In “The Impossibility of Language,” the opening section of this book, the poet examines the making
of poetry and the ironies involved in finding the correct words and their etymologies. She finds poetry in her mother’s post-it notes and humor in being asked for a poem rather than a wedding gift, in “Poem Not to Be Read at Your Wedding,” a wry epithalamium: “You ask me for a poem about love / in place of a wedding gift, trying to save me / money? Well, Carmen, I would rather / give you your third set of steak knives / than tell you what I know / Don’t make me warn you of stars, how they see us?”
Using rooms as a metaphor for the poet’s psyche, Fennelly writes, “I sing of four categories from which art is drawn: / ambition, love, religion and death.” She revisits death and the losses that haunt humans in “The Room of Echoes,” a series of elegies for her father.
Domesticity abounds in the book’s closing section, “The Room of Everywhere.” In her notes, Fennelly thoughtfully includes a recipe alluded to in the poem, “Why I Can’t Cook for Your Self-Centered Architect Cousin.”
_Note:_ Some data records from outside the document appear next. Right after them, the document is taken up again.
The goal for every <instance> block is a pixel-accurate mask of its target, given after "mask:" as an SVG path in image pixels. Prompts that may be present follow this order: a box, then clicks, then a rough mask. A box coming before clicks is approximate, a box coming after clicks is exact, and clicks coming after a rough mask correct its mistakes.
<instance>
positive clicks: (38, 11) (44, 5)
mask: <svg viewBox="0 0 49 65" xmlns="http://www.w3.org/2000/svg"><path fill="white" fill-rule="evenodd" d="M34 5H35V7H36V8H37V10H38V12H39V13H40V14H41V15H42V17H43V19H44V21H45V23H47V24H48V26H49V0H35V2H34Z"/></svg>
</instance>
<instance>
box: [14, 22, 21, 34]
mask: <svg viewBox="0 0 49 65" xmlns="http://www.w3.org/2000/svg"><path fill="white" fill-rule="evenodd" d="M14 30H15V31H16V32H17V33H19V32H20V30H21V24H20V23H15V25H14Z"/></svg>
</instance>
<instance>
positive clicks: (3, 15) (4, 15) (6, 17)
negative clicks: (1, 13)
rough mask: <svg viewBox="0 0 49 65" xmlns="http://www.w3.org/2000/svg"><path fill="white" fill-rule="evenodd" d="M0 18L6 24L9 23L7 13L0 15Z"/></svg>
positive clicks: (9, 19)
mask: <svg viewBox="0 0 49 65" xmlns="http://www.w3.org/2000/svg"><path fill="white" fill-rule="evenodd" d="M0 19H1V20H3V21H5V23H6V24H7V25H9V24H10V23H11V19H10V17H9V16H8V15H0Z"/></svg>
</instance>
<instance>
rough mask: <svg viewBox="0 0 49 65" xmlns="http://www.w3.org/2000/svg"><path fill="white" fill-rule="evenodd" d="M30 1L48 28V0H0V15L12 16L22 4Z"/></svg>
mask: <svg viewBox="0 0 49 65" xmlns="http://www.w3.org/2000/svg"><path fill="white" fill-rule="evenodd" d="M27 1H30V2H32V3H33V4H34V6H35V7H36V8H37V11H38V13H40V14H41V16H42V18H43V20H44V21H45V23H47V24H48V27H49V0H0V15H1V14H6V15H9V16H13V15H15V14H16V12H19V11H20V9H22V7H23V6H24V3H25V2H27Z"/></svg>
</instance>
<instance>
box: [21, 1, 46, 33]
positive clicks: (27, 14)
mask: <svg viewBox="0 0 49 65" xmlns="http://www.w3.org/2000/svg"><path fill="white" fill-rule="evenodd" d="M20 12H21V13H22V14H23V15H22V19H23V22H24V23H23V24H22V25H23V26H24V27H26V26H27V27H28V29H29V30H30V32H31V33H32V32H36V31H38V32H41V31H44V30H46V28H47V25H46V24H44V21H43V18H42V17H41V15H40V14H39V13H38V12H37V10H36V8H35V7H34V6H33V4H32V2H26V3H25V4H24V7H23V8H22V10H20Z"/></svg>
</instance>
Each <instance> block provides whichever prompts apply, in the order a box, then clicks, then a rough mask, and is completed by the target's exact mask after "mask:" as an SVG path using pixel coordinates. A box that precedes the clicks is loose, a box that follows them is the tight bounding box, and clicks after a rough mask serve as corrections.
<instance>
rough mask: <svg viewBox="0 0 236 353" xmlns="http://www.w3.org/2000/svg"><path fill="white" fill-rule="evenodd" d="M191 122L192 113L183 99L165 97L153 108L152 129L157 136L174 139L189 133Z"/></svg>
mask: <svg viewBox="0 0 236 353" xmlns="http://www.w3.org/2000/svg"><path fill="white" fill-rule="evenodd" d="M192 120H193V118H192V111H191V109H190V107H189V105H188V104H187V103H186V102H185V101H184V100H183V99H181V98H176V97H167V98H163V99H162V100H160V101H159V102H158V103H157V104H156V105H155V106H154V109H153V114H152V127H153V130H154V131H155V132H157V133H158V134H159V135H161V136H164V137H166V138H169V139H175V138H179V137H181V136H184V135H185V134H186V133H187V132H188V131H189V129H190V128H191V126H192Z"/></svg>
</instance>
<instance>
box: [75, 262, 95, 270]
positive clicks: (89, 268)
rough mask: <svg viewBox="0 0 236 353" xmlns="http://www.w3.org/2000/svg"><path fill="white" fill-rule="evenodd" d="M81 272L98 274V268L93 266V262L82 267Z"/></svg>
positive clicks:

Fennelly’s poems have been published in Poets of the New Century, The Penguin Book of the Sonnet, The Best American Poetry 1996, and The Pushcart Prize 2001 in addition to numerous literary journals and periodicals. This first collection, winner of the 2001 Kenyon Review Prize in Poetry, confirms the poet’s reputation as one of the best young voices in American poetry.